5. A non-transitory computer readable medium storing a program causing a computer to execute information processing, the processing comprising:

receiving input of data to be stored;

storing concealed data corresponding to the input data with a concealment target thereof concealed;

transmitting, in response to an instruction from a user to refer to the stored concealed data, a reference request containing information indicating the user to a second apparatus that stores the concealment target in the concealed data and provides reconstruction information for reconstructing the concealment target if the user has reference authority to the concealment target; and

reconstructing, if provided with the reconstruction information from the second apparatus in accordance with the reference request, the concealed concealment target in the concealed data with the reconstruction information.

6. An information processing apparatus comprising:

a memory that stores reconstruction information for reconstructing a concealment target of original data, which is concealed in corresponding concealed data stored in a first apparatus;

a determining unit that makes a determination on reference authority of a user to the reconstruction information in the memory; and

a responding unit that provides the first apparatus with the reconstruction information corresponding to the concealment target if the determining unit determines that the user as a request source of a reference request from the first apparatus to refer to the concealment target has reference authority to the concealment target, and does not provide the first apparatus with the reconstruction information if the determining unit determines that the user does not have the reference authority to the concealment target.

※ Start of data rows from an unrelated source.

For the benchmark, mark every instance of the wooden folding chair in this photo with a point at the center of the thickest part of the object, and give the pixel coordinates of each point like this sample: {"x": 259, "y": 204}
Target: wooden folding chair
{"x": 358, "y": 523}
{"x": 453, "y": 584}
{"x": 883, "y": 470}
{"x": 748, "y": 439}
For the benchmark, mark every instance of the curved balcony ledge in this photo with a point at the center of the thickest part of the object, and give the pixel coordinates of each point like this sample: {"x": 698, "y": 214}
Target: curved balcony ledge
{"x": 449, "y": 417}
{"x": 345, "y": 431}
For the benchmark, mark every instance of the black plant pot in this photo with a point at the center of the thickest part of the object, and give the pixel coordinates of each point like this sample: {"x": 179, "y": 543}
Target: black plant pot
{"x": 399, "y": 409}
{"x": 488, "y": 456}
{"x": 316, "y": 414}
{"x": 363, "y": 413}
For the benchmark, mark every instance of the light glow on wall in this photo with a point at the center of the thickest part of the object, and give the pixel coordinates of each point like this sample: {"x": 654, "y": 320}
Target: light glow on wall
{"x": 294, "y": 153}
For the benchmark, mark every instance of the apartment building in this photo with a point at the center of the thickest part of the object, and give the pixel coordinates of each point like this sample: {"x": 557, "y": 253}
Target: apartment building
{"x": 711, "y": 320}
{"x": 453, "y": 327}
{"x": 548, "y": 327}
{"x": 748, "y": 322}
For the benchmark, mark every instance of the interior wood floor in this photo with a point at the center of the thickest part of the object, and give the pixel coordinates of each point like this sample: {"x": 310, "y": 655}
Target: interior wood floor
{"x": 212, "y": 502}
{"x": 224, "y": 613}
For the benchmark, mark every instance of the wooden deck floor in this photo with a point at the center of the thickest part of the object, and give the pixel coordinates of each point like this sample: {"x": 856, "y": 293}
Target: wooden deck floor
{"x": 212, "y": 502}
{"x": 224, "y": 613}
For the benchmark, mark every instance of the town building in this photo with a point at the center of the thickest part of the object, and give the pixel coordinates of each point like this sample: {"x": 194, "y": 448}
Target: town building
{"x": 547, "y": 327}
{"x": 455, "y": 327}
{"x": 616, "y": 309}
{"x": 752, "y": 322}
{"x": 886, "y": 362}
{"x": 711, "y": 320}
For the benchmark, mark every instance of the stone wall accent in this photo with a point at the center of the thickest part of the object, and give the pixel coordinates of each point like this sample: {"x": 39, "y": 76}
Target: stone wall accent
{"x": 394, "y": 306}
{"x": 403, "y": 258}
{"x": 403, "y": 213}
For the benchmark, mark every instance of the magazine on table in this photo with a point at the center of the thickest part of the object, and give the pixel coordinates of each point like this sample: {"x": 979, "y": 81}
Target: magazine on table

7. A non-transitory computer readable medium storing a program causing a computer to execute information processing, the processing comprising:

storing reconstruction information for reconstructing a concealment target of original data, which is concealed in corresponding concealed data stored in a first apparatus;

making a determination on reference authority of a user to the reconstruction information in the memory; and

providing the first apparatus with the reconstruction information corresponding to the concealment target if it is determined that the user as a request source of a reference request from the first apparatus to refer to the concealment target has reference authority to the concealment target, and not providing the first apparatus with the reconstruction information if it is determined that the user does not have the reference authority to the concealment target.

8. An information processing method comprising:

inputting data to be stored to a first apparatus;

storing concealed data in the first apparatus, the concealed data corresponding to the input data with a concealment target thereof concealed;

storing, in at least one second apparatus,

reconstruction information for reconstructing the concealment target concealed in the concealed data stored in the first apparatus;

transmitting, in response to an instruction from a user to refer to the stored concealed data, a reference request containing information indicating the user to the at least one second apparatus from the first apparatus;

making a determination, in the at least one second apparatus, on reference authority of the user to the stored reconstruction information;

providing the reconstruction information corresponding to the concealment target from the at least one second apparatus to the first apparatus, if it is determined that the user indicated by the information of the reference request from the first apparatus has reference authority to the concealment target, and not providing the reconstruction information from the at least one second apparatus to the first apparatus, if it is determined that the user does not have the reference authority to the concealment target; and

reconstructing, if the reconstruction information is provided to the first apparatus from the at least one second apparatus in accordance with the reference request, the concealed concealment target in the concealed data in the first apparatus with the reconstruction information.